This code implements the paper Occlusion-robust online multi-object visual tracking using a GM-PHD filter with CNN-based re-identification; however, we used different reid model for extracting deep appearance representations in this implementation. In addition to using MOT Challenge and HiEve public detections, an option to use YOLOv8 custom detections is also included.
In this work, we propose an online multi-object visual tracker using a Gaussian mixture Probability Hypothesis Density (GM-PHD) filter and deep appearance learning. The GM-PHD filter has a linear complexity with the number of objects and observations while estimating the states and cardinality of time-varying number of objects, however, it is susceptible to miss-detections and does not include the identity of objects.

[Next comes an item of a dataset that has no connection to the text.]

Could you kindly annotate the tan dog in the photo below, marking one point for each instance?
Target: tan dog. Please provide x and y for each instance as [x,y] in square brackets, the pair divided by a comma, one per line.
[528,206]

We use visual-spatio-temporal information obtained from object bounding boxes and deeply learned appearance representations to perform estimates-to-tracks data association for target labeling as well as formulate an augmented likelihood and then integrate into the update step of the GM-PHD filter. We also employ additional unassigned tracks prediction after the data association step to overcome the susceptibility of the GM-PHD filter towards miss-detections caused by occlusion. Extensive evaluations on MOT16, MOT17, MOT20 and HiEve benchmark data sets show that our tracker significantly outperforms several state-of-the-art trackers in terms of tracking accuracy and identification.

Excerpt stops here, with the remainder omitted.